Calixte prit dans ses mains celles de la sublime, les baisant avec assiduité, désolé de ce qu’il avait à dire. C’était la première fois que cela lui arrivait, et le damoiseau savait à quel point sa fiancée détestait avoir l’impression qu’on l’abandonnait. Elle voulait être l’unique, celle à qui il doit tout et pour qui il fait tout. Elle aurait pu devenir la femme d’un lycan alpha avec son charme vénusien, ses formes exquise, sont tempérament explosif, son rire coquin et sa peau si douce. D’un ton de voix mal assuré, Calixte avoua.

    CALIXTE_ « Je n’ai pas réussi à avoir mon lendemain, et je commence tôt. »

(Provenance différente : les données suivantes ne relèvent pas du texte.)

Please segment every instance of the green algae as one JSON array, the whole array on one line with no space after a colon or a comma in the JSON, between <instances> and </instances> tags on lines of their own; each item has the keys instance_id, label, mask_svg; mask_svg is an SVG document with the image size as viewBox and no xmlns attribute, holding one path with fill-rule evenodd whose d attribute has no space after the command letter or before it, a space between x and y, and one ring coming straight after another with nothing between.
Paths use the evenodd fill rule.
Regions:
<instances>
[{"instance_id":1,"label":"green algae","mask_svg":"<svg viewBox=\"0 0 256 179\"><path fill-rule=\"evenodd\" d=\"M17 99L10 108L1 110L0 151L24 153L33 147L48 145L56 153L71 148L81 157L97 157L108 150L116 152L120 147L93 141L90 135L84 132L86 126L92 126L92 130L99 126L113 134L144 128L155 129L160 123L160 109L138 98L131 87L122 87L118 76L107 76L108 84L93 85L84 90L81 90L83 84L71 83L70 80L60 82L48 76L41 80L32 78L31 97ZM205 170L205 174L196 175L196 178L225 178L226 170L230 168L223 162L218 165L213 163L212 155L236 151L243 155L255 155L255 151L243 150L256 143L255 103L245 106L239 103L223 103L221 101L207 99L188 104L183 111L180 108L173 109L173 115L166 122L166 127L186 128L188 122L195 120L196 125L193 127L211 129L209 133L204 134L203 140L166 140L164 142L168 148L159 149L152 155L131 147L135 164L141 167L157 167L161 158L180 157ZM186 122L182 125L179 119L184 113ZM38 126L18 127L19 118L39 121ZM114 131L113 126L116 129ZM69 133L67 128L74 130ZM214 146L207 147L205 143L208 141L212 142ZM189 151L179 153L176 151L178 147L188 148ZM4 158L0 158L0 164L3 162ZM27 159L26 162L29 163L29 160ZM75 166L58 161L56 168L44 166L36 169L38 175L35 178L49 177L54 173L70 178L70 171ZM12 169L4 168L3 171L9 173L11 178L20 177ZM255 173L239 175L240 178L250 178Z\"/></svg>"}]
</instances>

Comme d’habitude, depuis qu’il travaillait au Directoire. Peut-être aurait-il préféré la mort, finalement. La terrible prit une moue déçue, retirant vivement ses mains de celles de Calixte. Il n’avait plus de temps pour elle et mademoiselle n’aimait pas ça. Ils auraient dû se marier il y a déjà deux ans, mais lui n’avait encore jamais trouvé le temps. A croire qu’il aimait plus son boulot qu’elle. Et ça, ça ne lui plaisait pas. C’est comme si vous étiez un anarchiste, et votre aimé un CRS. Vous voyez la contradiction ? Elle aimant la liberté, le fait de ne jamais rien prévoir… ce qui l’avait tant séduit chez Calixte ! Et à présent, le voilà représentant l’ordre et se pliant à des lois absurdes ? Sans un mot, retenant ses larmes, des larmes de déception, elle se dirigea vers la cuisine, ôtant ses talons au passage pour les jeter rageusement dans l’entrée. A ce rythme-là, elle allait finir en vieille ménagère, à fantasmer devant de vieux feuilletons à l’eau de rose ! Voilà des jours qu’il n’avait pas tenté de la caresser. Un baiser de temps en temps, c’est tout ! En un grand fracas de casserole elle s’attela au repas du soir, et au moment de déposer ses ustensiles sur la table, vit le bouquet et le petit paquet que Calixte avait soigneusement déposé. Elle huma la douce odeur des fleurs, et curieuse ouvrit le paquet, dévoilant à son regard les deux merveilleuses breloques. Elles avaient la forme de larmes. C’en était trop. Revenant en courant vers Calixte, qui se morfondait sur le canapé, elle les jeta à ses pieds avant d’ôter sa bague de fiançailles et de faire pareil avec. Et sans un mot, remit ses talons, remit sa veste et sortit. Dans la nuit, elle le trompa, et revint le lendemain matin, provocante, l’odeur d’un autre sur son corps. Son cadeau fut de voir le regard de Calixte, plein de haine et de compréhension.

    LOUVE_ « Oh, si tu savais quelle nuit agréable j’ai passée… Sur tout mon corps il a baladé ses mains avides… » Elle mima ses dires, passant sur tout son corps, en des gestes presque obscènes ses mains, accrochant le regard de son dévoué, qui tremblait de rage. « Il a relevé ma robe et… » Elle passa ses doigts sous le tissu de sa culotte, et la réaction de Calixte ne se fit pas attendre.


Il envoya valser la table qui se trouvait sur son chemin, lui ordonnant en un cri d’arrêter. Louve se mit à rire, l’attrapant par la nuque pour coller son front contre le sien, prenant tout à coup un air sévère. Elle lui montra sa main, sa main où normalement devrait se trouver sa bague de fiançailles.

    LOUVE_ « C’est fini, chéri. Trouve-toi une autre cruche, ou alors redevient celui d’avant. »


Le bagarreur ne respectant que ses lois, l’homme qui se foutait de tout, celui qui se fichait de qui était qui, celui qui était libre, qui était son amant sauvage, celui qui valait plus qu’un lycan, celui qui savait la faire frissonner de mille manières, celui qui aurait tout fait pour elle, celui qui lui avait offert son cœur, son âme, son corps, celui qui la gâtait tant, qui n’avait aucun souci… La demoiselle l’embrassa et s’effaça, le laissant de nouveau seul, encore abasourdi d’horreurs. Calixte devait la reconquérir. Elle n’attendait que ça. Mais pour que cela marche, il devait abandonner ce que le Directoire lui avait enseigné. Il changea. Redevint plus sombre, recommença à poser quelques problèmes au Directoire. Passa au conseil de discipline, fut rétrogradé, menacé… Mais rien à foutre, il savait ce qu’il faisait. Il devint véreux, oui. Pour une femme qui n’aime que les mauvais garçons, il devint mauvais garçon.